Czech do dziś przechodzi rehabilitację i nadal nie odzyskał pełnej sprawności. - Nie jestem w najlepszej formie, po wielu czynnościach jestem bardzo zmęczony. Prawa strona mojego ciała pracuje tylko w 50 procentach, zwłaszcza ręka i to jest najgorsze. Chciałbym wrócić do ścigania i znowu wygrywać wyścigi, ale musiałem z tego zrezygnować, bo moja prawa ręka nie działa najlepiej. Nawet kiedy idę do łazienki, to muszę posługiwać się lewą - tłumaczy Adrian Rymel w rozmowie z dziennikarzem lanueva.com.
- Po wypadku spędziłem ponad trzydzieści tygodni w szpitalu. Teraz razem z moją dziewczyną staram się otworzyć firmę zajmującą się specjalistyczną odzieżą, więc jak widać całkiem odsunąłem się od żużla - mówi indywidualny mistrz Czech z 2006 roku. - Oprócz pracy, staram się często jeździć na rowerze. Dużo czasu poświęcam też na ćwiczenia z fizjoterapeutą. Lekarze i bliscy pomagają mi w powrocie do zdrowia. Przede mną jeszcze dużo pracy, możliwe że nawet przejdę kolejną operację. Ale zobaczymy jeszcze jak to wyjdzie - dodaje.
Adrian Rymel urodził się 30 października 1975 roku. W swojej karierze przez kilka lat ścigał się w lidze polskiej. W sezonie 1999 zadebiutował w Śląsku Świętochłowice, a rok później przeniósł się do Krosna, po czym na kilka lat zrezygnował ze startów w Polsce. Do kraju nad Wisłą powrócił w sezonie 2006, ponownie przywdziewając plastron Wilków. Następnie trafił do Grudziądza (2007) i Miszkolca (2008-2009).
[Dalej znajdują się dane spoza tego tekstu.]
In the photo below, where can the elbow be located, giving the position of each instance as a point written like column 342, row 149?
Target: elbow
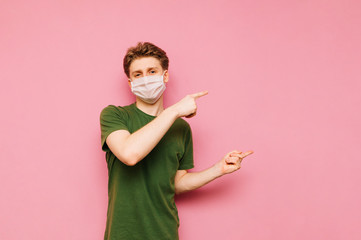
column 129, row 159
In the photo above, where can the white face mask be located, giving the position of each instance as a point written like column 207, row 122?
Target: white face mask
column 148, row 88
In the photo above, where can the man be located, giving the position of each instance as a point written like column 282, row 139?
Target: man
column 148, row 151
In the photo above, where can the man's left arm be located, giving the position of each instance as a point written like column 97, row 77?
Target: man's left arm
column 185, row 181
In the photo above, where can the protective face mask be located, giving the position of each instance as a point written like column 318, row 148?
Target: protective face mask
column 148, row 88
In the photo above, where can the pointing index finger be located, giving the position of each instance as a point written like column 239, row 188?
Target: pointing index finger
column 199, row 94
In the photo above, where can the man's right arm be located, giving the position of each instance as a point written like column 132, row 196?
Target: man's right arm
column 132, row 148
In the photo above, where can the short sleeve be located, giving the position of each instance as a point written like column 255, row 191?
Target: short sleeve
column 112, row 118
column 186, row 162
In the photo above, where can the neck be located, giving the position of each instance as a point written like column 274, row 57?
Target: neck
column 151, row 109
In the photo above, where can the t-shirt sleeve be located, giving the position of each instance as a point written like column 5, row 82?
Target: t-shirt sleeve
column 186, row 162
column 112, row 118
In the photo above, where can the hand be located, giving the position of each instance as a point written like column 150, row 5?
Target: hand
column 231, row 162
column 187, row 106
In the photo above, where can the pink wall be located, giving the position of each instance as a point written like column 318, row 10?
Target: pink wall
column 283, row 80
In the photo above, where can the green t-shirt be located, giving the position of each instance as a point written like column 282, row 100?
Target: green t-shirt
column 141, row 197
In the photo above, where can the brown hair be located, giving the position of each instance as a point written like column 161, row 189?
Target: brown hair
column 144, row 49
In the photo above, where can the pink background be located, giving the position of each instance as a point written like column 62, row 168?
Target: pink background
column 283, row 80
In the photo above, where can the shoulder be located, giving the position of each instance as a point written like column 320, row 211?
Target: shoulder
column 115, row 110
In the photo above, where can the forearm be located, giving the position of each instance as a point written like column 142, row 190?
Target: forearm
column 140, row 143
column 194, row 180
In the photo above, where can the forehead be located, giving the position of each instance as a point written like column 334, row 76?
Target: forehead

W trakcie 2010 roku został wypożyczony ze Speedway Wandy Kraków do Lubelskiego Węgla KMŻ i był to jego ostatni klub w naszym kraju. Jego największym sukcesem był wywalczony w 2006 roku tytuł Indywidualnego Mistrza Czech. W tym samym sezonie Rymel wystąpił z dziką kartą w zawodach o Grand Prix Czech w Pradze, gdzie zdobył 2 punkty i zajął szesnaste miejsce.